Increased Cloud Adoption Is Driving Data Security: Gartner
Rapid growth in cloud adoption is driving increased interest in securing data, applications, and workloads that now exist in a cloud computing environment states a study by Gartner.
“Security continues to be the most commonly cited reason for avoiding the use of public cloud,” said Jay Heiser, research vice president at Gartner. “Yet paradoxically, the organizations already using the public cloud consider security to be one of the primary benefits.”
The attack resistance of the majority of cloud service providers has not proven to be a major weakness so far, but customers of these services may not know how to use them securely.

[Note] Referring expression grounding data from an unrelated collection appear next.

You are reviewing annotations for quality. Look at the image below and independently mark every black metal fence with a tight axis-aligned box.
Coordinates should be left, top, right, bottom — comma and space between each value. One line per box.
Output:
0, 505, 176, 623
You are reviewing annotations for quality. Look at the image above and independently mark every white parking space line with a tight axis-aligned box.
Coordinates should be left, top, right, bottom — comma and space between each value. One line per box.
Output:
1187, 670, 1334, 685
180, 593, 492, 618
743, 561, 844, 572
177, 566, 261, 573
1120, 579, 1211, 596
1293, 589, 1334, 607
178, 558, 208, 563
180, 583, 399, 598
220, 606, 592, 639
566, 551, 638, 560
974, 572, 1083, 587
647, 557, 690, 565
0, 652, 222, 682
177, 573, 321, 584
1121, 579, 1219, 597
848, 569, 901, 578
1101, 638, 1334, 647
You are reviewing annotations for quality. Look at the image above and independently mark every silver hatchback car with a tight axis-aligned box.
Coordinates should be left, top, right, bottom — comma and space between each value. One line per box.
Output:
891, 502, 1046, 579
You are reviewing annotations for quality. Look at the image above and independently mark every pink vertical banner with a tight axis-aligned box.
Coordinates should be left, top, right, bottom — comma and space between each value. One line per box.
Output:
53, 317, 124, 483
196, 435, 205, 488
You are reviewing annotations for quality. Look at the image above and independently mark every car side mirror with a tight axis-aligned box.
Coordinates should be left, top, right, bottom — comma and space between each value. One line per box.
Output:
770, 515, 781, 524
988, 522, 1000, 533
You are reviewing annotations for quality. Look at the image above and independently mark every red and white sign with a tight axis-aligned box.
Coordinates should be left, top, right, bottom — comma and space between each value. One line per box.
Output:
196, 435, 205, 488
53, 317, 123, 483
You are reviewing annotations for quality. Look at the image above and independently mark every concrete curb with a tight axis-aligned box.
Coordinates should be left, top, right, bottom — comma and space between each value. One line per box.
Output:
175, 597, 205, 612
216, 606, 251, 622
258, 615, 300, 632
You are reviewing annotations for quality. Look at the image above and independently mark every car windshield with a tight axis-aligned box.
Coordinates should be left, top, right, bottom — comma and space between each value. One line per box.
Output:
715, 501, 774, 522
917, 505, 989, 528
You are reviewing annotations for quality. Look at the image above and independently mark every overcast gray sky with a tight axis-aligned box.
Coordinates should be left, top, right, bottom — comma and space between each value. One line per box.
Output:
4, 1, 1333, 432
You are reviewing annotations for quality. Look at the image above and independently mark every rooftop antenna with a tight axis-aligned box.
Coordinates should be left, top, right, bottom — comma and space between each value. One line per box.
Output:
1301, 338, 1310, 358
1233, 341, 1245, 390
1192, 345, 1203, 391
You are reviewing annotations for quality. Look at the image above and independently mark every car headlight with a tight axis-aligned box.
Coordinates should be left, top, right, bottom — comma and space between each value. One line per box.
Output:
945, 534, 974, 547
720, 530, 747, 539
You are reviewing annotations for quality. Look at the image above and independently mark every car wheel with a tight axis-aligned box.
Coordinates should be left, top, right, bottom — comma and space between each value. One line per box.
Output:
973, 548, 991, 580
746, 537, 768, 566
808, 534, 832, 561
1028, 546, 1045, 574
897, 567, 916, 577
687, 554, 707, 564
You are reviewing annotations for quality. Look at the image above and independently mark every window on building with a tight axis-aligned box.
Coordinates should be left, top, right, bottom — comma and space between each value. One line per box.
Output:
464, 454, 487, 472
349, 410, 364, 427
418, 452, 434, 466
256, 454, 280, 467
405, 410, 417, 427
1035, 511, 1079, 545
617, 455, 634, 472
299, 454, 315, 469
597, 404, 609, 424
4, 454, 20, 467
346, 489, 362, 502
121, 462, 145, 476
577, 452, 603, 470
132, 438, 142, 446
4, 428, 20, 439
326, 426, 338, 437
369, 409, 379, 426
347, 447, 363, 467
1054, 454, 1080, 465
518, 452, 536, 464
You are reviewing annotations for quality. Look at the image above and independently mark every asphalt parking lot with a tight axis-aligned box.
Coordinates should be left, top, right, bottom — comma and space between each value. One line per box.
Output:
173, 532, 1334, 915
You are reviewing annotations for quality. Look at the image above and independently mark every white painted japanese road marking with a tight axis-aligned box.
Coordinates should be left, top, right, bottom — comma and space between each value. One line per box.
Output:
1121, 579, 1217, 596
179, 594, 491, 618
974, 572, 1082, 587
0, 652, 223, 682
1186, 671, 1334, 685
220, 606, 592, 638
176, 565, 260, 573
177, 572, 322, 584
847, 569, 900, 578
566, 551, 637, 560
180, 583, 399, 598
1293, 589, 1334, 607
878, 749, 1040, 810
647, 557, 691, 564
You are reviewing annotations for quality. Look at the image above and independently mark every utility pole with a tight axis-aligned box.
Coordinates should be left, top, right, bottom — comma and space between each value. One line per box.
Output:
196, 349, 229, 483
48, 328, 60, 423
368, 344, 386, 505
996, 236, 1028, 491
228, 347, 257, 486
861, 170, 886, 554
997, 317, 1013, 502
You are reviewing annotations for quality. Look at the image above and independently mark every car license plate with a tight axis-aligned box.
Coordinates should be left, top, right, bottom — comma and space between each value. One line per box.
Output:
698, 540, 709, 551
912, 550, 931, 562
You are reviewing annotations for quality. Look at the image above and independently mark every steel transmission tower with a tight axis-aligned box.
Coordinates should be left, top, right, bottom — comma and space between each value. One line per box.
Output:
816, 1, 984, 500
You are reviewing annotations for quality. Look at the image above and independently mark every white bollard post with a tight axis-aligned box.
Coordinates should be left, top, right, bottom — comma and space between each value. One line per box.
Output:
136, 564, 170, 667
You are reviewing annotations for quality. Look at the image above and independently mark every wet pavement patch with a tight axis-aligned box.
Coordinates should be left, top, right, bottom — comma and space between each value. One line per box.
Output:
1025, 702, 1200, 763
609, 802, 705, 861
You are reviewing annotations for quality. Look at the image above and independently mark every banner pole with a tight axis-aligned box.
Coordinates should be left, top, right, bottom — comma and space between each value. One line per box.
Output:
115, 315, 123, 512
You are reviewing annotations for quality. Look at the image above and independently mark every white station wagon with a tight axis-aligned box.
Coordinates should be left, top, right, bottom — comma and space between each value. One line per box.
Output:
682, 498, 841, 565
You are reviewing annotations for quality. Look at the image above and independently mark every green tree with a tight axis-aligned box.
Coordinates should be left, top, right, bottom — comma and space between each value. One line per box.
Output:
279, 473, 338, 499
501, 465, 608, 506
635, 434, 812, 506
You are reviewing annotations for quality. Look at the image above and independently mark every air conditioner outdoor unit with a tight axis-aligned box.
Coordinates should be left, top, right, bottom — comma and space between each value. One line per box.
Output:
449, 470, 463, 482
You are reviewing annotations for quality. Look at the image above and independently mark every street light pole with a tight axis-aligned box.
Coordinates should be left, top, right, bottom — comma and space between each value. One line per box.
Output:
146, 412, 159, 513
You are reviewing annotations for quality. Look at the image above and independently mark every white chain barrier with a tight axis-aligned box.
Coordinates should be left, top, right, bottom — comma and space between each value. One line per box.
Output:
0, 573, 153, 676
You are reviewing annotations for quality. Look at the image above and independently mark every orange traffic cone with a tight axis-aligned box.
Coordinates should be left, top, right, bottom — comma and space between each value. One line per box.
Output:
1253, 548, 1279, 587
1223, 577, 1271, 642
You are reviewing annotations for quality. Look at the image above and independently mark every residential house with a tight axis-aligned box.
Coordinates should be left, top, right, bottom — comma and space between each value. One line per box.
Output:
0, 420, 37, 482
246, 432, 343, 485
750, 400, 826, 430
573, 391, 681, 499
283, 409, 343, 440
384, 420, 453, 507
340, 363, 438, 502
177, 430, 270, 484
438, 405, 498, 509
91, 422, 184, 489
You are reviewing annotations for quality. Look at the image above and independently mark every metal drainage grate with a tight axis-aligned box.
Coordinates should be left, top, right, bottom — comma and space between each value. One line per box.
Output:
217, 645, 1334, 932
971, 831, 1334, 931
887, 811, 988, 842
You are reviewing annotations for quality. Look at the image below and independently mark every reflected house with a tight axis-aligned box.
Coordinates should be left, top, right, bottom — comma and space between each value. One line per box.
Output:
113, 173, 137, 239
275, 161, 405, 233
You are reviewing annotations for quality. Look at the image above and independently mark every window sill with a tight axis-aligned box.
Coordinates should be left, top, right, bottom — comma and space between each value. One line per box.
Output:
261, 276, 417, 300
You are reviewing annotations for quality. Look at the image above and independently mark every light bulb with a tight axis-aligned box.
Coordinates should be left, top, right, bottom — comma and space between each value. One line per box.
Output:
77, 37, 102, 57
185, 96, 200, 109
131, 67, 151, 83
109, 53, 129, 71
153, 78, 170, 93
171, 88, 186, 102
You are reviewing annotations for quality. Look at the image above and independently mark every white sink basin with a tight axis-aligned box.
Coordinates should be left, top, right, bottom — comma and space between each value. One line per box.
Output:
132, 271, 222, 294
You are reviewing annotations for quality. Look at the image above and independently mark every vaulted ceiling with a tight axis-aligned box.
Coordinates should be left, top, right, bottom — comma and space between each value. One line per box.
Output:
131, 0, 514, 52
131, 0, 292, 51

Disaster recovery as a service (DRaaS) is in the early stages of maturity, with around 20-50 percent market penetration. Early adopters are typically smaller organizations with fewer than 100 employees, which lacked a recovery data center, experienced IT staff and specialized skills needed to manage a DR program on their own, said the study. It further said that private cloud computing is used when organizations want to the benefits of public cloud — such as IT agility to drive business value and growth — but aren’t able to find cloud services that meet their needs in terms of regulatory requirements, functionality or intellectual property protection. The use of third-party specialists for building private clouds is growing rapidly because the cost and complexity of building a true private cloud can be high.
Data loss protection (DLP) is perceived as an effective way to prevent accidental disclosure of regulated information and intellectual property. In practice, it has proved more useful in helping identify undocumented or broken business processes that lead to accidental data disclosures, and providing education on policies and procedures.
Organizations with realistic expectations find this technology significantly reduces unintentional leakage of sensitive data. It is relatively easy, however, for a determined insider or motivated outsider to circumvent, noted the study. Infrastructure as a service (IaaS) container encryption is a way for organizations to protect their data held with cloud providers. It’s a similar approach to encrypting a hard drive on a laptop, but it is applied to the data from an entire process or application held in the cloud, it said.
“Understanding the relative maturity and effectiveness of new cloud security technologies and services will help security professionals reorient their role toward business enablement,” said Heiser. “This means helping an organization’s IT users to procure, access and manage cloud services for their own needs in a secure and efficient way.”